In an increasingly tech-driven world, the Internet of Things holds a special place. It helps to connect devices and establish communication among them through the use of embedded software. According to Statista, the global revenue projection for IoT devices in 2021 will be worth 520 billion USD. This exemplifies how the Internet of Things is slowly but steadily taking the digital world by storm and is capable of adding economic value to diverse markets. At the core of such devices are the sensors with embedded software that help to automate processes, connect domains, and deliver superior user experiences. The terms like smart homes and smart cities are no longer in the realm of fiction but a reality where data mined from myriad sensors are processed to perform specific activities for delivering great user experiences.
The Internet of Things (IoT) is a network of connected devices through sensors or embedded technologies that interact with the external and internal environment to arrive at intelligent decisions. The IoT ecosystem comprises three core components:
Things: The real-world physical objects or devices containing sensors and embedded software to interact or communicate with the external environment.
Communication: The networking component allowing communication between IoT devices and the external environment comprises protocols. 4G for LAN, Wi-Fi for LAN, and Zigbee, BLE, and ANT+ for PAN.
Computing: It is executed on a computer or mobile device at two levels – to take intelligent decisions within the ecosystem and to create a vital link for data analysis. By analyzing mined data, the computing component makes intelligent decisions possible.
A real-life example related to the three components is the car’s navigation system. Here, the ‘thing’ is the actual hardware present in the console, which ‘communicates’ with satellite readings to ‘compute’ and deliver data for the driver to take notice.
Since the IoT ecosystem can have real-time implications for individuals, enterprises, and entities, IoT device testing should be accorded top priority. The critical role of the Internet of Things QA testing is based on validating the software and hardware components and checking if the transmitted data leads to real-time intelligence. Let us understand why it is important to apply QA to the IoT ecosystem?
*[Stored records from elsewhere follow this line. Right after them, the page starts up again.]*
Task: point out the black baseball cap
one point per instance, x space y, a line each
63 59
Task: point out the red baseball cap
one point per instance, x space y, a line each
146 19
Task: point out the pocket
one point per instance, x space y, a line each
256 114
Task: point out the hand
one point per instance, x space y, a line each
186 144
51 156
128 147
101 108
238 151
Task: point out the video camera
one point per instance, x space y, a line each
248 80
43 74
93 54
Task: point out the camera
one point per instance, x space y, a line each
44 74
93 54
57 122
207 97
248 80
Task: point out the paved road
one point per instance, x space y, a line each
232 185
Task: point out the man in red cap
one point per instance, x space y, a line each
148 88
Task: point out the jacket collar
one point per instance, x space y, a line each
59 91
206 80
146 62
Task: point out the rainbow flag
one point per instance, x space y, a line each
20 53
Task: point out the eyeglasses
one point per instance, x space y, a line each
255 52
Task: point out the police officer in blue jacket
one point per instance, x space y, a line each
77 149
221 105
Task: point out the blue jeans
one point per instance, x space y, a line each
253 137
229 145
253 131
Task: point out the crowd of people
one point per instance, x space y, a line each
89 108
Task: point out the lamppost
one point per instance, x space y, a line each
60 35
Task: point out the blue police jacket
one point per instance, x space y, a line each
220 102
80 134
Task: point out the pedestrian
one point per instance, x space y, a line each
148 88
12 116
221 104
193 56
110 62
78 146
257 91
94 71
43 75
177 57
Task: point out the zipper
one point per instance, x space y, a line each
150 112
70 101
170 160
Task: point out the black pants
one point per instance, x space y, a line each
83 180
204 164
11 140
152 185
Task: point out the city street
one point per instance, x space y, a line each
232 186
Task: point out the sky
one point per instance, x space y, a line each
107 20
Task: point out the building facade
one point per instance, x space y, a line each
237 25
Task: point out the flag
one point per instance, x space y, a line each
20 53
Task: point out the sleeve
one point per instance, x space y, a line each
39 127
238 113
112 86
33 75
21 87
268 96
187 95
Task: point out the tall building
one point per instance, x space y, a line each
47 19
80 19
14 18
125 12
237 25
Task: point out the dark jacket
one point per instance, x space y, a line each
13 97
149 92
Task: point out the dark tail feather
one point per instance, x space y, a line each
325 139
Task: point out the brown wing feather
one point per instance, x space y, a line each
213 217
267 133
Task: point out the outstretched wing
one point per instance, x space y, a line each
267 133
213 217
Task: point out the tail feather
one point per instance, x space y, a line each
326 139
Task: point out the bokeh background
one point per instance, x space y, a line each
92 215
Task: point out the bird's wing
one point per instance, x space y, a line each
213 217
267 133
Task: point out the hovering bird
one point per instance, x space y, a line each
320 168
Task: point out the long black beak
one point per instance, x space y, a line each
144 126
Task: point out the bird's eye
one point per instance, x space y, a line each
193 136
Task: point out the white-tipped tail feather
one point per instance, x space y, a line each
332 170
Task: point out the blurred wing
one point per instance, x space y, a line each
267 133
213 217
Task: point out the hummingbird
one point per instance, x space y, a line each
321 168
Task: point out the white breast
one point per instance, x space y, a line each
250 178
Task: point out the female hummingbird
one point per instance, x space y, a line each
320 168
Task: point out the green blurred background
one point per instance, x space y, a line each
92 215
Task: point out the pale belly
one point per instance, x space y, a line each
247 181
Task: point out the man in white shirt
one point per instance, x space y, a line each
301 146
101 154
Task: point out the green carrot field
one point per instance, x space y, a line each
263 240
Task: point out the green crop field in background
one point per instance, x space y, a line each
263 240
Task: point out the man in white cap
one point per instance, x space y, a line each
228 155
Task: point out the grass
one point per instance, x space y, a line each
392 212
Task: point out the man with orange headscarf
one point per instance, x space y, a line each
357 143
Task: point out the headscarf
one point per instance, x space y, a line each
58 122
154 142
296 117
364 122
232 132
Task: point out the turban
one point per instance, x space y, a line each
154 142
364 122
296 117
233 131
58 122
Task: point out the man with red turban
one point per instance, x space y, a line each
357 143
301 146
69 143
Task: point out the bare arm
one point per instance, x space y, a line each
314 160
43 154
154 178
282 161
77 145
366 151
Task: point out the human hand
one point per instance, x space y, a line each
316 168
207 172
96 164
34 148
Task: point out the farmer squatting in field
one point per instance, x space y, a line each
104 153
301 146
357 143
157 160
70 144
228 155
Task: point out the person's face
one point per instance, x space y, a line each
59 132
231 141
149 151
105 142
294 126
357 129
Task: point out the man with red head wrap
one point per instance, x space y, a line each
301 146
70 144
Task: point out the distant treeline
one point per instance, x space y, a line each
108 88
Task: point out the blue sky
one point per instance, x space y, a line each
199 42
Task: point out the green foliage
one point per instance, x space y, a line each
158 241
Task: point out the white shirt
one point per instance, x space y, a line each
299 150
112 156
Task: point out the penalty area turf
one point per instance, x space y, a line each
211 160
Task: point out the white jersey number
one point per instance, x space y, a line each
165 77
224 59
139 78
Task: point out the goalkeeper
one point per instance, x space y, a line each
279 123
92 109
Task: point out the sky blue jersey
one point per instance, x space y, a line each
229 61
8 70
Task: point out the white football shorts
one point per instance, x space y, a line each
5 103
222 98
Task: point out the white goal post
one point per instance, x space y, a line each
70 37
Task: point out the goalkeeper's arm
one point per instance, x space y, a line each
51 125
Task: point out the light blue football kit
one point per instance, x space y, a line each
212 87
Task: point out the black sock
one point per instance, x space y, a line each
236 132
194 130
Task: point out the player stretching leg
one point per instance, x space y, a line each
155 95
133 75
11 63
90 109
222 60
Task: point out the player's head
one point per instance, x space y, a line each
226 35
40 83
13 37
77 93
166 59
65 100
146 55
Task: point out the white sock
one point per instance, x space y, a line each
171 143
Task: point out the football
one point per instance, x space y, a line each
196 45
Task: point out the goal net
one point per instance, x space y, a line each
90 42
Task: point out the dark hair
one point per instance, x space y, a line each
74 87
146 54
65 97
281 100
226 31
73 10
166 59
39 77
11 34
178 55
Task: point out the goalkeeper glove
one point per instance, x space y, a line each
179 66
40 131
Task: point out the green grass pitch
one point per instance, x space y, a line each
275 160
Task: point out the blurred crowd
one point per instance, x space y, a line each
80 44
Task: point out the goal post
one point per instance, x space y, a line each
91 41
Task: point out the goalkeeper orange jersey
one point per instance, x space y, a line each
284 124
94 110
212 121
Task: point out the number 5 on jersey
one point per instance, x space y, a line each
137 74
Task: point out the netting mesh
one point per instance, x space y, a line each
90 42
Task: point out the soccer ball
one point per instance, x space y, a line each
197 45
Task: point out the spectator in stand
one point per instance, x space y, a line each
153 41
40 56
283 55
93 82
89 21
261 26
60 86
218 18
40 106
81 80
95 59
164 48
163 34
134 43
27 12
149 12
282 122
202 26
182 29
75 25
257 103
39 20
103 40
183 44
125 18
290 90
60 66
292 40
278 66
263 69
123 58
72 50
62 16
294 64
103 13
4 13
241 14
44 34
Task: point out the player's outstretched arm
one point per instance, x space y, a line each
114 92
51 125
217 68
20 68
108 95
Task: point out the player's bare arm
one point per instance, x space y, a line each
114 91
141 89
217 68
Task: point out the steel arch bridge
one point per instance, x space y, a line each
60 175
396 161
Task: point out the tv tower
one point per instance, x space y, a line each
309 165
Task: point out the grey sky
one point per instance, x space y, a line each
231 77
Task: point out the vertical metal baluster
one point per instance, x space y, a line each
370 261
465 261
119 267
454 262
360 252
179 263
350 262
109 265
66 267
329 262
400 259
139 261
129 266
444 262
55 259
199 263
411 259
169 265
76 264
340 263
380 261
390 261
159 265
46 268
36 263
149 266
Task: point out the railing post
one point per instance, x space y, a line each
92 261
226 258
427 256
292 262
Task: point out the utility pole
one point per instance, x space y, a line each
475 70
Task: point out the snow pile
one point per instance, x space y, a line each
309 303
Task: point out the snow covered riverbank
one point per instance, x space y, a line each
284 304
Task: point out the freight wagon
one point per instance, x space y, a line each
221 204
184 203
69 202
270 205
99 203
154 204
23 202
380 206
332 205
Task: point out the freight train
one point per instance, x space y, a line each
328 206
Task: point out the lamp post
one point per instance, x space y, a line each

Why is IoT testing critical?
The Internet of Things ecosystem comprises components that communicate among each other to generate intelligent outcomes. To ensure its success, a proper IoT testing approach should be considered. The reasons why testing for IoT devices are critical is mentioned below:
Compatibility of hardware and software: In the IoT device testing process, interactions between the physical object and the embedded software are validated for specific outcomes. All components of the IoT ecosystem are tested to check if cloud connectivity, interface, the flow of data, and much more, work together to deliver quality outcomes.
Interaction between user and device: Here, two types of standards are validated – market-driven and the one instituted by regulatory bodies. The former is checked based on user feedback, performance, and reliability while the latter is checked if the IoT devices to be released comply with the established regulatory protocols.
Interoperability across domains: In this type of testing, the interaction among devices and the digital environment is measured. The considerations for validation include encryption checks, hardware compatibility, and checking security standards. An IoT device may function well in an individual environment or setting but the same cannot be said with certainty when a number of such devices communicate among each other. This is done when their performance is monitored across domains.
Security testing: IoT devices transmit voluminous data through a common network. If any vulnerability exists at any point in the value chain, hackers or cybercriminals can exploit it to gain access to sensitive data. No wonder security testing is critical to ensure that all devices in the network are protected from threat actors. In IoT security testing, issues like data leakage, lack of encryption, or monitoring data packets are checked to make the IoT ecosystem secure.
The inevitability of IoT devices in driving digitization initiatives is undeniable. The success of technological advancements like AI, ML, data analytics, and others depends on the smooth functioning of IoT devices. However, these devices can face performance issues and/or security risks, which a proper IoT testing methodology can identify and address to the satisfaction of regulatory authorities, stakeholders, and end-users.